One real estate investment firm recently closed on over $140 million of note purchase and financing transactions during the third quarter of 2013. Madison Realty Capital’s strategy is to take on first mortgage loans along with a number of non-performing loans as well.
“We’re seeing a steadily increasing flow of loan origination and debt purchasing opportunities that suit our middle market focus,” the co-founder of MRC was quoted as saying. There has even been a great deal of repeat business among both borrowers and debt sellers.
During the third quarter, MRC financed $40.15 million for a hotel project, $31 million for an office conversion, another $7.5 million for a hotel, and $7.15 million for recapitalization of a mixed-use building.

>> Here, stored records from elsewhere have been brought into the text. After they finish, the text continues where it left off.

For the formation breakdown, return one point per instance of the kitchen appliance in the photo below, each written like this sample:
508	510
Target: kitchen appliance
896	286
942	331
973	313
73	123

Most businesses will be in need of commercial real estate collections attorneys when involved in these sorts of transactions. Without question any financing at these types of amount require a great deal of consideration and analysis. Not every business that wishes to enter into the debt purchasing market appreciates all of the risks that they will be required to take.

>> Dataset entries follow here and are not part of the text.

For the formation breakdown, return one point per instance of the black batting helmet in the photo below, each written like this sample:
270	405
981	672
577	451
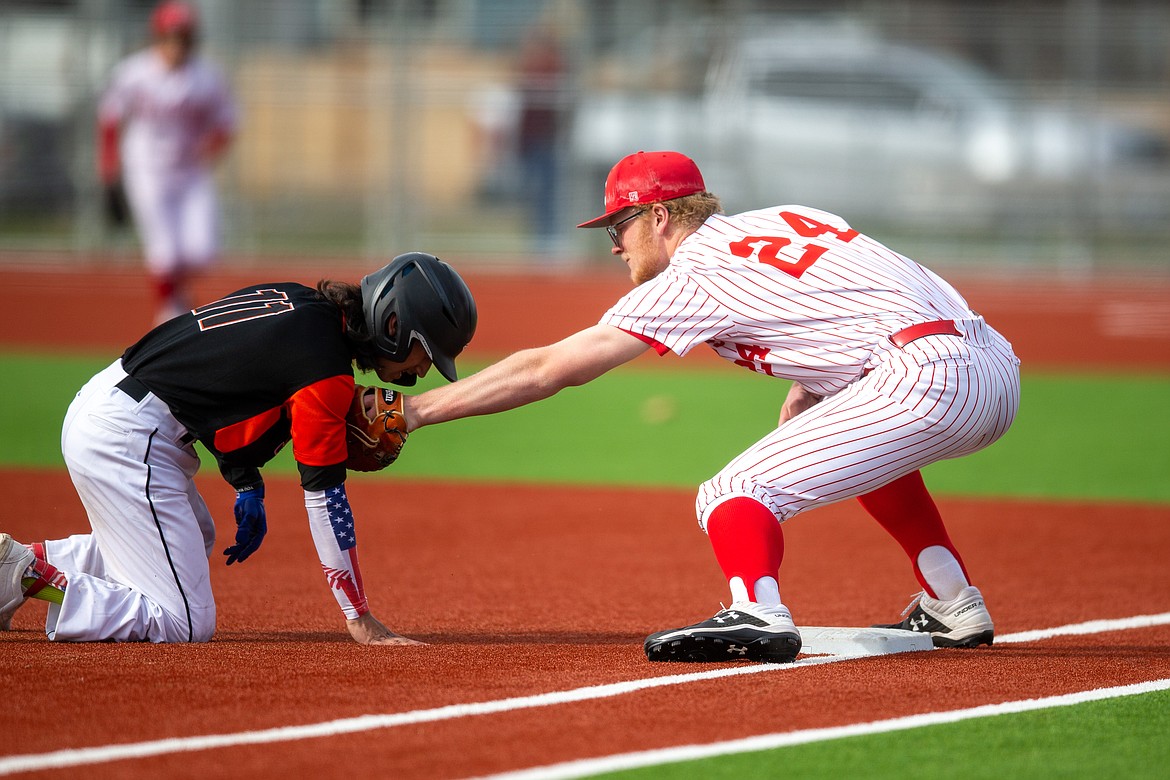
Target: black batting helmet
432	304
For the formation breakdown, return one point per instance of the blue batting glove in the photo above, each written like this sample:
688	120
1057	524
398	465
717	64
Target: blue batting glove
250	524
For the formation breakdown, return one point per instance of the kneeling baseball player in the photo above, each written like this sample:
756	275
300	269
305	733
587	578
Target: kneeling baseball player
890	371
245	375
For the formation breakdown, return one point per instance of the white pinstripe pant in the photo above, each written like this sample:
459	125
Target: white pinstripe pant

As the co-founder of this company notes, remaining in this business requires the ability to analyze and understand complex matters and to be able to close on financial deals quickly. It also requires a certain expertise and understanding of the real estate market.
Finally, though there are a number of financial incentives present to take on non-performing loans, these types of loans can be highly regulated. Not all of the regulations are entirely clear as to what is and is not permitted.